At first glance, this is once again a reference request for "How to start machine learning".

However, my mathematical background is relatively strong and I am looking for an introduction to machine learning using mathematics and actually proving things.

Most references are relatively imprecise and use tons of bla bla where simple formulae and only one example would provide the same content. Also proofs are only found in rare instances.

Starting from standard hand-waving literature (e.g. first Amazon results), I discovered Andrew Ng's Coursera course, then Bishop's book on pattern recognition and finally Smola's book on Machine Learning. The latter seems to be the first that suits my expectations. Unfortunately, the book is only in draft state.

Are there other references that provide a similar level of rigor as Smola's book? Potentially with different or additional content?

Maybe I should add a little bit more about my background:

I have a (German) PhD in mathematics (in the field of PDEs). Particularly, I am used to applied analysis, optimal control theory, calculus of variations, some measure and probability theory, numerics and differential geometry. During my diploma, my minor subject was computer science. Hence, somehwere inside my head, I still have some knowledge on algorithms, computational geometry and geometric modelling.

Edit: Would it potentially be better to ask this question at Data Science Stack Exchange? I don't want to spam the board with the same question, but if you think that I have a higher chance to obtain an answer there, I would post the question there.
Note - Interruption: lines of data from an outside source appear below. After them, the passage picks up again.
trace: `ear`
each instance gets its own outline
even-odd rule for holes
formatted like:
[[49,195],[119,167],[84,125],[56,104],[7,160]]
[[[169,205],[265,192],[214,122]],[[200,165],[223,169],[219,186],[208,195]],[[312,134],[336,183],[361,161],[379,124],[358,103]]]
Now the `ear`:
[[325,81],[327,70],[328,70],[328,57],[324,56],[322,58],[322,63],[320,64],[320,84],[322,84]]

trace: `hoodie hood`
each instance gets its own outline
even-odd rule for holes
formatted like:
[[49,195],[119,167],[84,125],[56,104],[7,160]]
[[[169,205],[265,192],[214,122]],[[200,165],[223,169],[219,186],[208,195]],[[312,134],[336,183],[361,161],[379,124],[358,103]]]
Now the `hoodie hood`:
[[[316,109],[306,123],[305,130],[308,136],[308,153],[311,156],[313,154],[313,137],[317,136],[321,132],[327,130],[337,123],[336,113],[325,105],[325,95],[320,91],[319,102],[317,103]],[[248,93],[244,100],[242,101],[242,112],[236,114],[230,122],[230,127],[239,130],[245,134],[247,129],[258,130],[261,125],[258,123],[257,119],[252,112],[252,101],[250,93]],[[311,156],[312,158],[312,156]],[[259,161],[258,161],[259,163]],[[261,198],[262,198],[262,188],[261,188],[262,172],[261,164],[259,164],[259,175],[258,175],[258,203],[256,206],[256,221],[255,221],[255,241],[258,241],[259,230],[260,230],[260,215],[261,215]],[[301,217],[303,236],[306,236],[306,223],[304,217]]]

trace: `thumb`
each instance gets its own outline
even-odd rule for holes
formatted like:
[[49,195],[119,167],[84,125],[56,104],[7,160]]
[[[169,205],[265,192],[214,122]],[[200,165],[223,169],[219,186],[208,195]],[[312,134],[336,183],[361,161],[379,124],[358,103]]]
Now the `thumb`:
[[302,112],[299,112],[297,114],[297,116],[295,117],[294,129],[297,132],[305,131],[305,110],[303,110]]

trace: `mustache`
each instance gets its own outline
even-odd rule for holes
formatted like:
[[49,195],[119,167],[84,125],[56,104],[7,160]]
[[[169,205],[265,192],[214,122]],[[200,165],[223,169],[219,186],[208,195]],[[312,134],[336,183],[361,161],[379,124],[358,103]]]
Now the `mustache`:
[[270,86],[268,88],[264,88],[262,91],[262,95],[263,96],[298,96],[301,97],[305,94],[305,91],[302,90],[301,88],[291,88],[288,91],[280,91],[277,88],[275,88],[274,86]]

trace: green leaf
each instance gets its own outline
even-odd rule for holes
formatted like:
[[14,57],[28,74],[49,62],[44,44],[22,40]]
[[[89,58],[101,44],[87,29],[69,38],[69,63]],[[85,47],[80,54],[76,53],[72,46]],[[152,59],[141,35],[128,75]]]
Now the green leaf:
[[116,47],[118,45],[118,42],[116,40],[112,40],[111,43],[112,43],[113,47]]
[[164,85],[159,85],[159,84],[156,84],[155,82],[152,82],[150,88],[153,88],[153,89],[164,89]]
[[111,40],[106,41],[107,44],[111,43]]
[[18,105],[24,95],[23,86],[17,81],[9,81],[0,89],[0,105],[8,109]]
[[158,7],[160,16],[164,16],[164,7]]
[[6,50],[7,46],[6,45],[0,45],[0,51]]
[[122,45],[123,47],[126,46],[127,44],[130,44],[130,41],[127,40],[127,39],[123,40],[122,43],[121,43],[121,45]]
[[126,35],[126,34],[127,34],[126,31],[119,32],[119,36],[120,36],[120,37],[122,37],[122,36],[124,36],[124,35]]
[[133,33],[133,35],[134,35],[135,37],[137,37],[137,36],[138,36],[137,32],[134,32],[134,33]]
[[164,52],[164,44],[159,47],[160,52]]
Of course, I would link those questions and answers. Any comment on that?


Solution 1:

My opinion is that it depends on which subarea of machine learning interests you. Unfortunately, at this point, much of the relevant literature (especially for theory) exists only in publications, rather than books. But this question is just about where to start, I suppose.
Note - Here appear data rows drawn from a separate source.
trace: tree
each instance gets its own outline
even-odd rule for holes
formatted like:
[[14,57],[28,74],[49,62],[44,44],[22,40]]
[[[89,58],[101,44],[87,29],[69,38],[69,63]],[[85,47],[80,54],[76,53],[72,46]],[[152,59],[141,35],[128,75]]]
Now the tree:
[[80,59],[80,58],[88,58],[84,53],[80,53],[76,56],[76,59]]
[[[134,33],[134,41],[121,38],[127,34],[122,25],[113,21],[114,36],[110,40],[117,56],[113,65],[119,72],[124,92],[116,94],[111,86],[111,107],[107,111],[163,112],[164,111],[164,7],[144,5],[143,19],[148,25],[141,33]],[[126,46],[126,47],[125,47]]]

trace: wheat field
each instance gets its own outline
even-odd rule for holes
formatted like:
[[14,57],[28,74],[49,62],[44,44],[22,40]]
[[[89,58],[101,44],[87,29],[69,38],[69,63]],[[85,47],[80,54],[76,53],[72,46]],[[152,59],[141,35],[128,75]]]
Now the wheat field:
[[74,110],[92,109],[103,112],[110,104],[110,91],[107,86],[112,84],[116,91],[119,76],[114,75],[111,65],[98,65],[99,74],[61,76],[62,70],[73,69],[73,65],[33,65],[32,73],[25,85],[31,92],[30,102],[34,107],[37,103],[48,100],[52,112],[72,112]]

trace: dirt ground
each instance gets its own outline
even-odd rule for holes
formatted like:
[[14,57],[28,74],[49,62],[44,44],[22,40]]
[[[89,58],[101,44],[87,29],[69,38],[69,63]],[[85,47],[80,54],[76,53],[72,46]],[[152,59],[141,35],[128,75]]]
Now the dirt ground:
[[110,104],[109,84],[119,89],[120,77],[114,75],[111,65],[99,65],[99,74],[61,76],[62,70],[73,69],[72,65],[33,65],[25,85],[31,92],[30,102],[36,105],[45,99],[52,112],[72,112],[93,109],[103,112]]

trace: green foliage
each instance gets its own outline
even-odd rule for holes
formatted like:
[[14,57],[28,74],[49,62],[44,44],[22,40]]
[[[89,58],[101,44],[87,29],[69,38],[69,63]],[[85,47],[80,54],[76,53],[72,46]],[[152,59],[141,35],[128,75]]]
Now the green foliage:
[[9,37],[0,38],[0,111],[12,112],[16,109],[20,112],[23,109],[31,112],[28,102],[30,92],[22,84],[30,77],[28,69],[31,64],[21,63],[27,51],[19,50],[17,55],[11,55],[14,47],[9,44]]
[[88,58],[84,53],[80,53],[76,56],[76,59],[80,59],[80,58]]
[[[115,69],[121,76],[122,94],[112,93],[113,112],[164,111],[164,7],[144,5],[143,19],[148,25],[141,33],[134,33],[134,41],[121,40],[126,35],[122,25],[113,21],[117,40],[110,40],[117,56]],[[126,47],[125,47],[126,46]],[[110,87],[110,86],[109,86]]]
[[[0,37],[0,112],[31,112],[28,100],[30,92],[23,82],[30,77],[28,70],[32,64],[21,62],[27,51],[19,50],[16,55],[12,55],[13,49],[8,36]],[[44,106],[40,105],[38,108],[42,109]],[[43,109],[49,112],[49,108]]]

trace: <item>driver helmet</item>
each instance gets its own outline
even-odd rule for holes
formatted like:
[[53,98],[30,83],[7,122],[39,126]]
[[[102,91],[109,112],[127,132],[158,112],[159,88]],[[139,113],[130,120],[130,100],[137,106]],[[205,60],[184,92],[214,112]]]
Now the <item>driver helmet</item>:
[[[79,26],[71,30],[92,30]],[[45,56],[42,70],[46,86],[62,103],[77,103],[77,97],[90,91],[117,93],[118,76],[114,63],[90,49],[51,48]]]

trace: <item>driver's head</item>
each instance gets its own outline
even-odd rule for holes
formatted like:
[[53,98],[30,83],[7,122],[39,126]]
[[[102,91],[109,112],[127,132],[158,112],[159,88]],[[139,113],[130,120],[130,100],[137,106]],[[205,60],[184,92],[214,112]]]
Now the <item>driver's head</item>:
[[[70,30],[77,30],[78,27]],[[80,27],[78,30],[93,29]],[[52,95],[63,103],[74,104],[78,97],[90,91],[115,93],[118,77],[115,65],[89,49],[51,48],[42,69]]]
The more popular, "practically oriented" undergraduate targeting books like Hastie, The Elements of Statistical Learning, or Bishop, Pattern Recognition and Machine Learning are essentially non-mathematical. Books that target the probabilistic model point of view, such as the ones by Murphy and Bach (Machine Learning: A Probabilistic Perspective) and Koller et al (Probabilistic Graphical Models: Principles and Techniques) have a bit more mathematical content, mostly in the area of Bayesian modelling and applied probability (e.g., MCMC, variational inference). I think books in these categories are great introductions to ML, but perhaps not its mathematics.
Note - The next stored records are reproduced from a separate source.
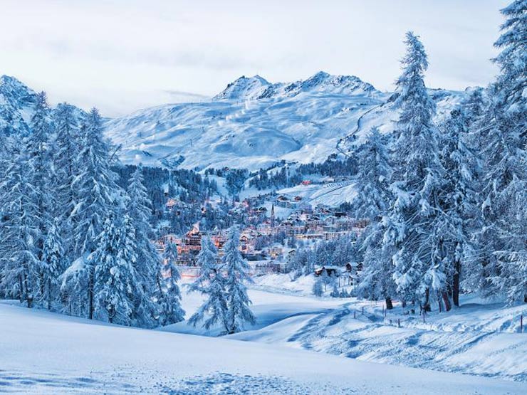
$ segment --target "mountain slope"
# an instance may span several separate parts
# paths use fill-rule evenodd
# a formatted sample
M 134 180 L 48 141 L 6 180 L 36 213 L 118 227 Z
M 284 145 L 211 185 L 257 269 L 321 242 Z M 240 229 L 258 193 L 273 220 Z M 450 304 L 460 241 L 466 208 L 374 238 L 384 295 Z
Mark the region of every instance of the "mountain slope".
M 440 113 L 463 96 L 431 92 Z M 391 96 L 357 77 L 323 72 L 291 83 L 241 77 L 209 102 L 147 108 L 110 120 L 106 130 L 125 163 L 255 170 L 281 160 L 323 162 L 347 152 L 347 137 L 372 126 L 390 132 L 397 118 Z

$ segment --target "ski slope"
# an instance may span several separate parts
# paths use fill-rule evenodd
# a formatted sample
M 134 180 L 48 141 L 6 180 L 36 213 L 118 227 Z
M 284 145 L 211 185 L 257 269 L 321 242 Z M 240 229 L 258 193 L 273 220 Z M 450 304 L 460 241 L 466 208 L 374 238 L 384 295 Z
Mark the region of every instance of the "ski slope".
M 464 95 L 430 91 L 438 117 Z M 209 101 L 109 120 L 106 133 L 122 146 L 120 157 L 129 164 L 257 170 L 282 160 L 320 162 L 333 153 L 349 154 L 352 143 L 373 126 L 393 130 L 397 112 L 390 98 L 355 76 L 320 72 L 276 84 L 241 77 Z
M 524 394 L 522 383 L 383 366 L 276 344 L 110 326 L 0 304 L 0 391 Z

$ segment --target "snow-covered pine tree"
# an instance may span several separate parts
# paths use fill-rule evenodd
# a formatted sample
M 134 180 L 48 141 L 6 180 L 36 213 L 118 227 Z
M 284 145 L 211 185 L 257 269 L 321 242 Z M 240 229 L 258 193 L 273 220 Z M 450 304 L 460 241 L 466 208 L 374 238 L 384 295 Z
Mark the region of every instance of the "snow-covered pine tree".
M 64 253 L 72 260 L 74 256 L 74 243 L 71 235 L 75 224 L 71 214 L 78 200 L 73 188 L 73 181 L 80 173 L 78 163 L 80 139 L 78 121 L 73 113 L 73 107 L 68 103 L 61 103 L 55 112 L 54 123 L 56 129 L 53 147 L 53 167 L 56 180 L 56 216 L 60 216 L 61 234 L 63 236 Z
M 388 181 L 391 169 L 387 146 L 387 139 L 377 128 L 373 128 L 357 151 L 358 194 L 353 207 L 356 218 L 370 221 L 359 241 L 364 257 L 359 295 L 375 300 L 384 298 L 387 308 L 391 309 L 395 285 L 391 258 L 382 246 L 385 228 L 381 222 L 390 205 L 390 197 Z
M 320 297 L 323 293 L 324 289 L 322 283 L 322 276 L 319 275 L 313 284 L 313 294 L 315 296 Z
M 449 218 L 444 258 L 453 270 L 449 286 L 456 306 L 459 305 L 462 261 L 474 254 L 472 234 L 481 228 L 476 191 L 480 160 L 476 149 L 470 145 L 469 134 L 471 120 L 477 116 L 474 102 L 471 96 L 466 103 L 452 110 L 439 127 L 441 160 L 446 170 L 442 199 Z
M 177 282 L 181 278 L 177 270 L 177 247 L 169 242 L 165 248 L 163 261 L 159 275 L 160 295 L 160 325 L 169 325 L 184 319 L 184 310 L 181 307 L 181 292 Z
M 95 268 L 94 316 L 123 325 L 133 323 L 135 293 L 140 288 L 134 270 L 137 256 L 130 222 L 125 216 L 120 223 L 110 212 L 98 237 L 98 248 L 88 258 Z
M 202 292 L 208 285 L 210 279 L 214 275 L 217 268 L 218 250 L 210 238 L 202 237 L 201 247 L 196 263 L 199 268 L 199 275 L 189 285 L 189 292 Z
M 384 221 L 383 244 L 394 251 L 397 293 L 406 300 L 422 298 L 429 310 L 432 291 L 446 290 L 449 271 L 442 256 L 443 169 L 432 120 L 435 105 L 424 85 L 427 54 L 413 33 L 407 33 L 405 43 L 403 71 L 397 82 L 400 116 L 392 156 L 394 199 Z
M 227 292 L 227 332 L 236 333 L 241 330 L 246 323 L 254 324 L 256 318 L 249 305 L 247 288 L 244 283 L 252 282 L 249 275 L 249 265 L 239 251 L 240 233 L 236 226 L 229 231 L 227 241 L 224 246 L 224 255 L 221 258 L 226 271 L 225 289 Z
M 44 92 L 36 95 L 35 112 L 31 117 L 31 133 L 26 139 L 26 151 L 28 154 L 28 162 L 26 164 L 31 169 L 31 184 L 33 187 L 32 199 L 37 208 L 37 223 L 35 234 L 35 253 L 41 262 L 40 266 L 46 264 L 43 261 L 43 244 L 48 229 L 51 226 L 52 213 L 55 193 L 54 184 L 51 182 L 52 156 L 50 151 L 51 126 L 49 122 L 50 108 Z M 44 269 L 38 268 L 38 283 L 41 285 L 47 283 L 43 278 Z M 40 287 L 35 295 L 41 299 L 43 289 Z
M 160 257 L 151 241 L 152 231 L 150 218 L 152 216 L 152 203 L 144 185 L 142 167 L 138 166 L 128 180 L 127 189 L 127 210 L 135 229 L 136 253 L 135 270 L 143 288 L 142 293 L 152 295 L 155 293 L 159 275 Z M 136 300 L 135 311 L 141 320 L 151 317 L 151 325 L 158 315 L 157 306 L 149 298 L 141 297 Z M 146 325 L 146 323 L 145 323 Z
M 207 283 L 200 283 L 198 290 L 207 296 L 207 300 L 189 319 L 189 325 L 196 326 L 203 321 L 203 327 L 209 330 L 219 325 L 224 333 L 229 332 L 227 325 L 227 299 L 225 289 L 226 279 L 223 277 L 221 264 L 211 263 L 211 273 Z
M 0 196 L 0 285 L 5 295 L 17 297 L 31 307 L 38 293 L 40 260 L 35 241 L 39 234 L 40 218 L 27 152 L 13 147 L 10 154 Z
M 527 1 L 501 10 L 506 21 L 495 43 L 500 74 L 489 88 L 490 105 L 480 122 L 484 157 L 479 242 L 484 293 L 527 302 L 525 273 L 527 216 Z M 497 237 L 496 237 L 497 236 Z
M 388 208 L 388 180 L 391 170 L 387 139 L 376 127 L 355 152 L 358 162 L 356 179 L 357 196 L 353 199 L 356 218 L 376 221 Z
M 60 234 L 61 220 L 53 218 L 51 226 L 46 236 L 42 254 L 41 275 L 40 285 L 42 290 L 40 295 L 41 302 L 48 310 L 51 310 L 53 301 L 57 300 L 59 276 L 63 271 L 64 251 L 62 248 L 62 240 Z
M 88 318 L 93 317 L 93 286 L 95 268 L 87 258 L 98 248 L 98 238 L 103 231 L 105 218 L 109 216 L 115 201 L 120 193 L 115 184 L 116 174 L 110 167 L 109 147 L 103 137 L 102 119 L 96 108 L 92 109 L 83 128 L 81 149 L 78 162 L 81 170 L 73 180 L 73 188 L 78 194 L 78 201 L 71 218 L 75 228 L 73 242 L 75 254 L 83 260 L 75 260 L 74 267 L 68 270 L 66 279 L 80 280 L 78 284 L 85 284 L 85 303 L 83 301 L 68 301 L 68 305 L 87 306 Z M 74 274 L 72 270 L 81 270 L 83 273 Z M 71 289 L 68 284 L 63 289 Z M 75 295 L 78 290 L 75 290 Z

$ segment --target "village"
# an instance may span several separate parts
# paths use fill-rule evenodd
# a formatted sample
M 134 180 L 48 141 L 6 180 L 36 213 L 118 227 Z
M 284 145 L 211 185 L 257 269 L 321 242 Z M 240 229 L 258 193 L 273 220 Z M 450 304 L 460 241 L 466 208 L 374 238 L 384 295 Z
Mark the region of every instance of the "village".
M 286 273 L 298 245 L 356 236 L 367 225 L 366 220 L 352 218 L 337 207 L 323 204 L 313 207 L 303 201 L 299 196 L 278 194 L 268 197 L 247 198 L 236 202 L 229 210 L 229 214 L 246 218 L 246 224 L 240 226 L 240 251 L 249 262 L 253 275 Z M 177 200 L 169 199 L 167 210 L 177 211 Z M 271 208 L 268 209 L 266 206 L 269 204 Z M 276 211 L 281 208 L 286 209 L 281 211 L 288 213 L 287 217 L 276 215 Z M 182 236 L 171 233 L 169 228 L 165 229 L 155 243 L 160 253 L 167 243 L 175 243 L 182 275 L 192 278 L 199 273 L 197 256 L 201 250 L 202 238 L 210 237 L 221 258 L 226 232 L 226 229 L 205 232 L 197 223 Z M 350 264 L 343 270 L 350 272 Z M 322 268 L 317 268 L 314 274 L 320 275 L 321 270 Z M 327 268 L 328 274 L 337 274 L 334 273 L 335 270 L 335 268 Z

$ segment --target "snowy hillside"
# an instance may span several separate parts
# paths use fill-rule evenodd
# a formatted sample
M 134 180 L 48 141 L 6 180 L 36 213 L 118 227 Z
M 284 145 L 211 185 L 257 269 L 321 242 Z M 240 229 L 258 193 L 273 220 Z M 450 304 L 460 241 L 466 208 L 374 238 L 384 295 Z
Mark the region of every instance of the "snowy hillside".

The most popular book as of writing, Goodfellow et al's Deep Learning, is also non-rigorous and generally mathematically light. However, it does cover more advanced subjects at the end and it is such a comprehensive introduction to the subject that I still recommend it as a starting point.

Classical ML theory is (to a decent extent) concerned with the Probably Approximately Correct (PAC) framework. Two lovely books that focus on basic theory of introductory ML and are mathematically oriented are Shalev-Schwartz and Ben-David, Understanding Machine Learning, and Mohri et al, Foundations of Machine Learning. These are probably good starting points for people interested in starting ML theory, in terms of error bounds, sample complexities, etc... with plenty of theorems.

Specialized books in particular ML topics can be mathematically demanding as well. Schölkopf et al's Learning with Kernels and Rasmussen et al's Gaussian Processes for Machine Learning are, in my opinion, examples of these. There's also the book Information Theory, Inference and Learning Algorithms by Mackay, which covers neural networks from an information theoretic and compression point of view, and Graphical Models, Exponential Families, and Variational Inference by Wainwright and Jordan.

One short-coming of the ML literature, as of writing, is the lack of introductory books helping people access the more mathematically demanding advanced literature (e.g., the game and information theory, and optimal transport concepts used to analyze deep generative models; differential geometry and spectral methods in manifold learning and Riemannian optimization for deep learning). Hopefully one day there will be more expository material to help introduce us to these more mathematically intensive areas.


In my answer to this question, I link to other questions on the same topic, incidentally.

Solution 2:

You may be interested in Kevin P. Murphy's book: http://www.cs.ubc.ca/~murphyk/MLbook/

Good luck :)